Как мы уже видели, колорит имеет огромное эмоциональное значение в «Утре стрелецкой казни» и «Меньшикове в Березове». «Боярыня Морозова» представляет собою новый этап в развитии суриковского колорита. По справедливому замечанию советского искусствоведа Н. Г. Машковцева, «в «Боярыне Морозовой» колорит возвышен до значения, равного значению пространственной формы. Цвет не только равноценен форме, не только равноправно с ней участвует в композиции картины, — он нерасторжимо связан с формой и столь же содержателен, как она».
В цветовом построении, так же как и в пространственной композиции, Суриков исходил от живых впечатлений природы. Задача была в том, чтобы найти и тут «замок, соединяющий все части», и превратить многоцветность натуры в стройное и гармоничное единство.
«Я раз ворону на снегу увидал. Сидит ворона на снегу и крыло одно отставила, черным пятном на снегу сидит. Так вот этого пятна я много лет забыть не мог. Потом «Боярыню Морозову» написал», — рассказывал Суриков М. Волошину.
Эти слова не раз давали повод для кривотолков. Некоторые критики пытались свести весь замысел «Морозовой» к этому чисто зрительному впечатлению. В действительности речь идет, конечно, не об идейном содержании картины, а лишь о ее колорите. Суриков указал здесь ключ к тональному решению «Боярыни Морозовой».
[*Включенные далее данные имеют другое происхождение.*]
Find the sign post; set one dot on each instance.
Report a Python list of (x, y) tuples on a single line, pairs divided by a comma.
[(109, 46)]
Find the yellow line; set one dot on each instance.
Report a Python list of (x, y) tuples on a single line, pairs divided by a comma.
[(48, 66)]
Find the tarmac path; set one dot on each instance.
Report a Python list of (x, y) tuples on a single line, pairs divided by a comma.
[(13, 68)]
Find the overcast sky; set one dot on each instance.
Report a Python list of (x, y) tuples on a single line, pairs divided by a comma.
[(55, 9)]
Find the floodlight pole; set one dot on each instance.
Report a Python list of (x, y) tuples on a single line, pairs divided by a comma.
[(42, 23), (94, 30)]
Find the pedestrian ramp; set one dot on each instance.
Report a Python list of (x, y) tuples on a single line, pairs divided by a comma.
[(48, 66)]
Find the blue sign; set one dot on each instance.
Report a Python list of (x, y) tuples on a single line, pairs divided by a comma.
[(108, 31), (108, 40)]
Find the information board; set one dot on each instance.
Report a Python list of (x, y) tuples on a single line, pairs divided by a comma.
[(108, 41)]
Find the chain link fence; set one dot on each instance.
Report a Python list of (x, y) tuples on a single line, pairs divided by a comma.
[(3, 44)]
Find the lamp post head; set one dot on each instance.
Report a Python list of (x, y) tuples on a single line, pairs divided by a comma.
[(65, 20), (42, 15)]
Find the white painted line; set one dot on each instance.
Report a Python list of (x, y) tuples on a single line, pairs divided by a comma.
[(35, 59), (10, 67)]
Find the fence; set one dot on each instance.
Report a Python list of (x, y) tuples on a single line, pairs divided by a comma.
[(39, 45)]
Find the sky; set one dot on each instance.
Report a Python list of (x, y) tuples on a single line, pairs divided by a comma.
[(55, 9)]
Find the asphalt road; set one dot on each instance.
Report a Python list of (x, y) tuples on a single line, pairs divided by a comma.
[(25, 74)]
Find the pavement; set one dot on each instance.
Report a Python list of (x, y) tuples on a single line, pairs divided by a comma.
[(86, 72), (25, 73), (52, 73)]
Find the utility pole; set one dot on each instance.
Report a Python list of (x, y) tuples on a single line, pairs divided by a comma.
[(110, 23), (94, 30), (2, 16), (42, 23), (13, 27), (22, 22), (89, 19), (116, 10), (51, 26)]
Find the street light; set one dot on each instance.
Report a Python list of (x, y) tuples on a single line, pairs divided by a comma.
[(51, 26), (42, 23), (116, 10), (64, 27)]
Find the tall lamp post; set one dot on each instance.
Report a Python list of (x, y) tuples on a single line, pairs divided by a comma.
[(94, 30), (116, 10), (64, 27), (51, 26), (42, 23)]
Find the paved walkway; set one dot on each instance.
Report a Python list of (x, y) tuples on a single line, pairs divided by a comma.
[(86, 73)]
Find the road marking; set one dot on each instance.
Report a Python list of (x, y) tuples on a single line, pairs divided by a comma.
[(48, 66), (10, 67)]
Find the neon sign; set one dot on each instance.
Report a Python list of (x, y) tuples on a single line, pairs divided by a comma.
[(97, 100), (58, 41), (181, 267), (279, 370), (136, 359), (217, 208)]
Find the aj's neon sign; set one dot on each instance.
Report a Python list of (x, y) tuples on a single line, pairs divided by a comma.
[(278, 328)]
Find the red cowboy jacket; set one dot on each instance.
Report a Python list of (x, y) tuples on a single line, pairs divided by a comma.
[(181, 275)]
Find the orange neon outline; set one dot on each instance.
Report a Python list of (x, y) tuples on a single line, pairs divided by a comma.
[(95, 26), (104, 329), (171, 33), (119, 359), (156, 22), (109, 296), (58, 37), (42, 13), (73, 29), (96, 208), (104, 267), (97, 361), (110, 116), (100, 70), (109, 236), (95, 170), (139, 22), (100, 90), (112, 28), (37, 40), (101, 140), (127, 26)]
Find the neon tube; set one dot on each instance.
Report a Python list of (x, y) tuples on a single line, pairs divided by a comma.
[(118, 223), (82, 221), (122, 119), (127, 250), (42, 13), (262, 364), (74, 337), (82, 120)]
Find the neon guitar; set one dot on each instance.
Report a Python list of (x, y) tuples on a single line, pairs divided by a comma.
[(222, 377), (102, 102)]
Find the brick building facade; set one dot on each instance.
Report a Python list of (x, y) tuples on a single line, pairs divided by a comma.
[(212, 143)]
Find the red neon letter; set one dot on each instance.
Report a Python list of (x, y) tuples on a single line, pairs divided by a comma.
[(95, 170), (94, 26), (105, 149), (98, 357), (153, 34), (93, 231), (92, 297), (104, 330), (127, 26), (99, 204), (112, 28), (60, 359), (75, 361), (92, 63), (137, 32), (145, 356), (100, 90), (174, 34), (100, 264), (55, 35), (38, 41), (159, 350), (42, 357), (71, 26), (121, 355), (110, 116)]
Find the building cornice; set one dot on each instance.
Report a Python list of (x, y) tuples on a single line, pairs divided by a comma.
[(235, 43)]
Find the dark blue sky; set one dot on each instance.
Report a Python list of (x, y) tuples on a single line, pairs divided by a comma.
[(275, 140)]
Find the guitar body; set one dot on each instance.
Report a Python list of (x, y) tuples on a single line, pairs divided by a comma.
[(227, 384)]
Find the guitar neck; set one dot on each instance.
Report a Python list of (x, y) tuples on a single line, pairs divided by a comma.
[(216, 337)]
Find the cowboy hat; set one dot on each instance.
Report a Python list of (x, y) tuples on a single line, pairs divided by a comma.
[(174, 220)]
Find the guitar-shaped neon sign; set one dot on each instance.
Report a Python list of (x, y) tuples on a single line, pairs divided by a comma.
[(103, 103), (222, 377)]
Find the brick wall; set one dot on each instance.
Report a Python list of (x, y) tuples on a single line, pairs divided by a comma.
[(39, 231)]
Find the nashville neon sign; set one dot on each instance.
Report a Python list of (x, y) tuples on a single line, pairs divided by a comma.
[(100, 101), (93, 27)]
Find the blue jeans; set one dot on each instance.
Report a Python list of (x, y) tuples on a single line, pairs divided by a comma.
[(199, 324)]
Черное на белом, сочетание черных одежд боярыни и белого снега является основным цветовым контрастом, на котором строится колорит картины. На фоне черной бархатной шубы особенно светлыми и яркими кажутся лицо Морозовой и ее рука, простертая над толпой. Но к основному черно-белому созвучию присоединяется удивительное богатство глубоких, напряженных фиолетовых, темнолиловых, огненно-красных, розовых, коричневых, желтоватых и яркосиних тонов в одеждах толпы и внимательно разработанных рефлексов и переходов цвета на снегу, в небе, на стенах домов и на лицах.
«На снегу писать — все иное получается, — говорил Суриков. — Вот пишут на снегу силуэтами. А на снегу все пропитано светом. Все в рефлексах лиловых и розовых, вон как одежда боярыни Морозовой — верхняя, черная; и рубаха в толпе. Все пленэр. Я с 1878 года пленэристом стал: «Стрельцов» тоже на воздухе писал…»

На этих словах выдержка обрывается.